Mindful Mind Wandering
Scroll to the bottom of the blog to download your free Guided Mindful Mind Wandering Meditation and other Creative Flow Practices.
Have you had the experience of reading where you get to the end of the page and realize you don’t have any clue what you’ve just read? Or maybe you’ve been in a conversation and when it’s finally your turn to speak, you don’t recall what the conversation was about? Chances are you have. In fact there’s a 47.5% chance your mind is wandering right now. Did that get your attention? Or, are you still thinking about something else?
It turns out that when our minds are wandering, we’re more likely to feel unhappy, according to Harvard study. Counter to most of our intuitions, even when our minds are lost in fantasy, we’re still less likely to feel happy than when we’re fully present to a neutral task like doing the dishes. Additionally, when we’ve drifted from the present moment, we’re less efficient, have slower reaction times, make more mistakes and miss relevant cues from other people and the environment.
The good news of course is that mindfulness increases presence and decreases mind wandering. Yay mindfulness! In fact, there have been numerous studies that show mindfulness decreases activity in brain regions associated with mind wandering and other unpleasant thought patterns like inner criticism, giving practitioners a deeper access to an uninterrupted experience of presence and flow.
Based on this analysis, an easy conclusion is that mindfulness is good and mind wandering is bad. When it comes to happiness and performance, it appears we’ve found our foe…but have we?
Does mind wandering always decrease performance? Could something we’re privately engaged in half of our lives be inherently bad? If you put yourself in a relaxing environment and choose to let your mind wander on these questions for a set length of time, you’re mind may actually come up with a more nuanced answer. It turns out there is a time and place for mind wandering, as long as it’s done mindfully!
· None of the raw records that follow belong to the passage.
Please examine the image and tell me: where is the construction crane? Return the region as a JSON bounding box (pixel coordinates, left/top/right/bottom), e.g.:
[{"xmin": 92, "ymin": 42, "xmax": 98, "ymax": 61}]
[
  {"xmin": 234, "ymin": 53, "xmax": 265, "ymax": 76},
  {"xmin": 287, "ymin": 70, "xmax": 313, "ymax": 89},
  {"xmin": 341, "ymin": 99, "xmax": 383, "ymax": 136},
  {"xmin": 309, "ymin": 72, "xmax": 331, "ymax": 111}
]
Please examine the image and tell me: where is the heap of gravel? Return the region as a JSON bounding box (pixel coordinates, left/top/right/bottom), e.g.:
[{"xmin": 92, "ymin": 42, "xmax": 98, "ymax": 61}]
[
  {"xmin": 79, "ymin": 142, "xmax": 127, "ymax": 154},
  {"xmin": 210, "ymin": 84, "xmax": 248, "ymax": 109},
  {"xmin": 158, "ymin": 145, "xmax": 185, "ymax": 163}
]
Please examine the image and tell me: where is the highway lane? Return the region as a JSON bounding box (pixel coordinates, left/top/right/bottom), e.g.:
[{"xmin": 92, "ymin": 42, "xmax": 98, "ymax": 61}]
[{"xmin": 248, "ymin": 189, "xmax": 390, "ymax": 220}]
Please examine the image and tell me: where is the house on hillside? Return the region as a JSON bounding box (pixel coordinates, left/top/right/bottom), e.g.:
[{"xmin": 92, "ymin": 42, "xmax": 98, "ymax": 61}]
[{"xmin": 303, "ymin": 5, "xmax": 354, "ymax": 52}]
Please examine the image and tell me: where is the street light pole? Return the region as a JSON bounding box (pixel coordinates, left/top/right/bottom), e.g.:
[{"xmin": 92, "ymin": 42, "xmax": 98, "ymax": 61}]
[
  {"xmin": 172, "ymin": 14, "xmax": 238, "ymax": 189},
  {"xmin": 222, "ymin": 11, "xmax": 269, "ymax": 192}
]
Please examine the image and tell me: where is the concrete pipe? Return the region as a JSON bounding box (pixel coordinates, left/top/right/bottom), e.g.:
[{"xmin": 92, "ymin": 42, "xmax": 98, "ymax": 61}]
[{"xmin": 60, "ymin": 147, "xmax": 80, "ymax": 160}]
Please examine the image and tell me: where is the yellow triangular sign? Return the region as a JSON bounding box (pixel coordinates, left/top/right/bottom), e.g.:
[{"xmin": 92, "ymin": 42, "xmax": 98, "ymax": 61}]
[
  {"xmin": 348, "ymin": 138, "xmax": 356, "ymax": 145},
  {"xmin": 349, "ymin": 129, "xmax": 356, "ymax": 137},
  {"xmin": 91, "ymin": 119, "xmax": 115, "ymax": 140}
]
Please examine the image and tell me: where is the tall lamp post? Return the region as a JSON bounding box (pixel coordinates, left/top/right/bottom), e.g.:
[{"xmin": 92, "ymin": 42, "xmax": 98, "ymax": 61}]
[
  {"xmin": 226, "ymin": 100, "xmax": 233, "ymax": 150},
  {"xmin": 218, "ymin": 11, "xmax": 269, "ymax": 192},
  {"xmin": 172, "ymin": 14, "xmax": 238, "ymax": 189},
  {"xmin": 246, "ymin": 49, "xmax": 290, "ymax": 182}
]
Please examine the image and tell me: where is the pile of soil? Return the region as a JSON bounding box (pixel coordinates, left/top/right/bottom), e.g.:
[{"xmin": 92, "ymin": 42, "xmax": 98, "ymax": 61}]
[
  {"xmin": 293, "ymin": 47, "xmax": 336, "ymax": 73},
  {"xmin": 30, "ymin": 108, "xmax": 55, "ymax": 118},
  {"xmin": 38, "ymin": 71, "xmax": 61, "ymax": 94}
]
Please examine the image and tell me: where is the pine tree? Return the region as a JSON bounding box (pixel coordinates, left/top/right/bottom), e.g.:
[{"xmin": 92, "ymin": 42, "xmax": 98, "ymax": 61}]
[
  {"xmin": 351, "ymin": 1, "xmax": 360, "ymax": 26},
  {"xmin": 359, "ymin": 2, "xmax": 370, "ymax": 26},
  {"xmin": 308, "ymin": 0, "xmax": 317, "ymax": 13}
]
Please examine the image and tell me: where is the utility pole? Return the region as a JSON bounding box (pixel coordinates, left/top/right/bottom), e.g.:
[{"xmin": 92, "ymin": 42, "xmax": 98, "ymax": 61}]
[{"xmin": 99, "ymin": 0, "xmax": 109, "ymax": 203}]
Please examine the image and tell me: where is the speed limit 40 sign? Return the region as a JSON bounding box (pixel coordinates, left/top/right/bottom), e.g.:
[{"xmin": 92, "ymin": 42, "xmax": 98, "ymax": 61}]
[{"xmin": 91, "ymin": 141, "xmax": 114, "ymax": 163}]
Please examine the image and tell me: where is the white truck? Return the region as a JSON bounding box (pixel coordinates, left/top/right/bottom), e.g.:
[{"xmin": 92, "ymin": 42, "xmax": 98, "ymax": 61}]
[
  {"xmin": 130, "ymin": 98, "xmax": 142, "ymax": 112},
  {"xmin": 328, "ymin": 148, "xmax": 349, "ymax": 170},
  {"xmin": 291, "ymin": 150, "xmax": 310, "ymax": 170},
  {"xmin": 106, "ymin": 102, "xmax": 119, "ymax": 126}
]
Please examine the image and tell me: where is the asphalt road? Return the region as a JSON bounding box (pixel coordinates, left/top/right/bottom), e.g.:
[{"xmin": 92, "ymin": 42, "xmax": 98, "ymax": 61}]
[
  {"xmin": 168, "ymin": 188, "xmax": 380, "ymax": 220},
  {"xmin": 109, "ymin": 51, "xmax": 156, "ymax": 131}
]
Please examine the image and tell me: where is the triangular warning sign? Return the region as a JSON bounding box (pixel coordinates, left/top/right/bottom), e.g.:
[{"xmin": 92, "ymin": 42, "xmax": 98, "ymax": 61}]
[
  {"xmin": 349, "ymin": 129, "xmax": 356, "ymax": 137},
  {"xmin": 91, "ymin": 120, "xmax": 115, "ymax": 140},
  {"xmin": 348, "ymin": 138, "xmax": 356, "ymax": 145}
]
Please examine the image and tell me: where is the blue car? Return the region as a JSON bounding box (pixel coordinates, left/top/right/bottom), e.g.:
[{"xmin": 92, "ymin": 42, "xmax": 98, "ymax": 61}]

While fantasizing about your next vacation during a big presentation will never be good for performance, “Positive Constructive Daydreaming”, a more mindful form of mind wandering can actually help you solve problems, access creativity, and recover from “decision fatigue”.
Because of our brains evolutionarily inherited “negativity bias”, the mind is more likely to ruminate about the looming collapse of the stock market than it is to invent a scalable nuclear fusion reactor. But with mindfulness, you can observe your mind beginning to wander down the dark alley and intentionally shift it back to the spaciousness of the present moment. After spending a few moments re-centering on the breath and checking in with your senses, you can choose to intentionally introduce a more constructive topic for your mind to ponder. And why not? The brain is going to start thinking again anyways so you might as well point it in the direction of creative problem solving, visualizing and planning.
This practice has also been called “Blue Sky Thinking” which is “open-ended, divergent brainstorming without the constraints of judgment”. Whatever we choose to call it, Mindful Mind Wandering is less focused than intentional thinking but still done more intentionally –meaning your mind is wandering but you know your mind is wandering and you choose to keep tracking it while it wanders. Lets put it this way, if focused attention is analogous to having your dog on a short leash, mindful mind wandering is having your dog at the park, off leash but in eyesight most of the time.
If you’d like to experiment with letting your mind wander off leash a bit, it will require some mindfulness training. Mindful Mind Wandering for creative flow is one of five core meditation practices in the upcoming mFLOW course. If you’d like to sample some of these practices yourself you can:
Download a FREE Guided Mindful Mind Wandering Meditation here.
Or you following these two practices for recovery and insight:
Recovery:
Attention can fatigue with use so taking a few unstructured mindful mind-wandering breaks can help restore your attention during a long day of focused activity. This session won’t necessarily yield creative insight but can leave you feeling refreshed and ready to get back to business. Find a special spot in nature if possible. A bench with a view or a grassy area under a tree would be ideal, but just sitting in your car will do. The instructions are easy: give yourself permission to just sit, relax, and do nothing. Let your mind zone out and wander wherever it wants to go. When you notice it getting caught up in something that doesn’t feel good, come back to your breathing and repeat.
Insight:
Practice approaching a mindful mind wandering session with the intention to reflect on a specific situation that needs clarity. Choose to “sit with it” until an insight or new perspective arises. This can also be done to process a past event or plan for an upcoming project. During this practice, you’re not trying to figure anything out or solve a problem in a traditional sense. You’re simply stating a topic and opening up with curiosity and non-attachment. You only need to apply a gentle effort to keep the stream of consciousness moving in a constructive direction.